### Category Theory in Machine Learning

#### Posted by David Corfield

I was asked recently by someone for my opinion on the possibility that category theory might prove useful in machine learning. First of all, I wouldn’t want to give the impression that there are signs of any imminent breakthrough. But let me open a thread by suggesting one or two places where categories may come into play.

For other areas of computer science the task would be easier. Category theory features prominently in theoretical computer science as described in books such as Barr and Wells’ Category Theory for Computing Science. Then there’s Johnson and Rosebrugh’s work on databases.

As for machine learning itself, perhaps one of the most promising channels is through probability theory. One advantage of working with the Bayesian approach to machine learning is that it brings with it what I take to be more beautiful mathematics. Take a look at this paper on statistical learning theory. It belongs to the side of the cultural divide where category theory doesn’t flourish. If, on the other hand, we encounter mathematics of the culture I prefer, it is not unlikely that category theory will find its uses.

In a couple of posts (I and II) I discussed a construction of probability theory in terms of a monad. It struck me there that the natural inclination of the Bayesian to think about distributions over distributions fits this construction well. For example, the hot topic of Dirichlet processes are distributions over distributions.

Graphical models, which include directed graphs, are another hot topic. If we remember that a category is a kind of directed graph, perhaps something can be done here. Graphical models can also be blended with probabilities. I once tried to think of Bayesian networks, a result of this blend, as forming a symmetric monoidal category.

Another dimension to spaces of probability distributions is that they can be studied by differential geometry in a field known as information geometry. In this list there are some references to the use of information geometry in machine learning. As a distant propect, perhaps category theoretic aspects to differential geometry could come to play a role.

If Lemm were right,

Statistical field theories, which encompass quantum mechanics and quantum field theory in their Euclidean formulation, are technically similar to a nonparametric Bayesian approach,

and we’re right here about category theory and such field theories, perhaps something interesting could happen.

Another speculative thought was to tie the kernels appearing in machine learning to John’s *Tale of Groupoidification*. Perhaps this might be done to encode invariances more intelligently. Currently, RBF kernels get used a lot, even though they don’t encode your background knowledge well. For example, two images varying just in one pixel are close in the space of images, so if one is classified as a ‘3’, there is a high probability that the other is too.
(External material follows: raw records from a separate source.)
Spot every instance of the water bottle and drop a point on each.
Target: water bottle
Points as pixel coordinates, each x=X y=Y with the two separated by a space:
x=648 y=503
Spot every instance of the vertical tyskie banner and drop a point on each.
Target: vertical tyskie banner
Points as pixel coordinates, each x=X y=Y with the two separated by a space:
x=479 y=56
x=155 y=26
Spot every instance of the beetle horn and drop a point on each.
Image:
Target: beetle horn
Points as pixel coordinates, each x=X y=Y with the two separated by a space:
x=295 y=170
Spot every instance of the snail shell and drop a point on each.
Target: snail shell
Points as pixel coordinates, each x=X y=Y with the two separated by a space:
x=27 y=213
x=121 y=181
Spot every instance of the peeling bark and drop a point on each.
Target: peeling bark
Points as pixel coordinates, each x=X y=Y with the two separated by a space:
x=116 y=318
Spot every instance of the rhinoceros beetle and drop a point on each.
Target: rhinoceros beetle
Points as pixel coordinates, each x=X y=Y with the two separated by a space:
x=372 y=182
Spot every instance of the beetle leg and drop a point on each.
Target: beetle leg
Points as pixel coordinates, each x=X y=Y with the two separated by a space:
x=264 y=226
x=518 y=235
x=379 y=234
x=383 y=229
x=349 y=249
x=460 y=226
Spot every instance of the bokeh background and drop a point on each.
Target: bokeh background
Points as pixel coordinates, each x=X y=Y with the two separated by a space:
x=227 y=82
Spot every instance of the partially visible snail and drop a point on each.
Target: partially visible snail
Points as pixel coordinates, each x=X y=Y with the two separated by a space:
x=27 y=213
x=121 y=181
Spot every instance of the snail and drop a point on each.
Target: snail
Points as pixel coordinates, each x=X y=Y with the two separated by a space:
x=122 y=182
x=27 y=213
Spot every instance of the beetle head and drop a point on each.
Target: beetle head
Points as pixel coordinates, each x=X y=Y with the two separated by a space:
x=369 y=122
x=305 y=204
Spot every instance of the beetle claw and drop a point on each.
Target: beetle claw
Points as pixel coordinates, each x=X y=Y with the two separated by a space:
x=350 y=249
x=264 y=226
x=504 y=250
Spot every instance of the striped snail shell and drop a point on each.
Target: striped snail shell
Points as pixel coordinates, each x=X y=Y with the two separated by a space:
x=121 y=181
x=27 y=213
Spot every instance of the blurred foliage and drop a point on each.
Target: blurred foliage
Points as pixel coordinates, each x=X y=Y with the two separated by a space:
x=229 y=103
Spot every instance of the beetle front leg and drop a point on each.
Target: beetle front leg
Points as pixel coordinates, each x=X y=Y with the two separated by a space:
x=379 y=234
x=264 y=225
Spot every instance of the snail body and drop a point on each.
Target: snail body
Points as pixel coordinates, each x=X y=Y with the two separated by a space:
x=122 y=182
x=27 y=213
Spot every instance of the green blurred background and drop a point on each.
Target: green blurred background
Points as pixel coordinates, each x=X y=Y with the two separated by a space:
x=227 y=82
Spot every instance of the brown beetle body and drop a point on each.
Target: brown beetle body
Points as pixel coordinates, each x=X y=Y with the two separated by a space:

But shift an image two pixels to the right and the images are far apart in the space of images, so the kernel is agnostic about what the label of one images means for the other. One needs to encode this invariance in the kernel.

Two people who very much believe that the kernels used in machine learning are not the right ones for the tasks we need to perform in the world are Lecun and Bengio. The problem is with the shallowness of the architecture, they say here. Instead they advocated neural nets with deep architectures. These have that ‘catastrophic’ behaviour that small changes in the weights may lead to very different performance.

A neural net architecture is a mapping from space of weights to a certain space of functions, but this is not a 1-1 mapping. Many weight settings may correspond to the same function. Singularity theory can be used to study some of the properties, as Watanabe does. That’s the kind of mathematics where category theory should show.

There is also some work directly applying category theory to neural networks, such as here, but I haven’t followed it.

All in all, you can see that there are no sure fire bets. I very much doubt we’re as far advanced as a mathematical physicist wondering about categories in their field in 1993. If anyone else has some reasons to be optimistic, do let us know.

## Re: Category Theory in Machine Learning

Hi David.

This might be a somewhat silly question, but have people done much work on using the technology of type theory with machine learning? That’s generally where a lot of the uses of categories come in to CS, at least the kind of CS I seem to read about.

Also, I had never heard of information geometry before. The idea of the metric being related to the “amount of information” between two configurations is fun. I’m surprised I haven’t seen it come up more often in quantum mechanics.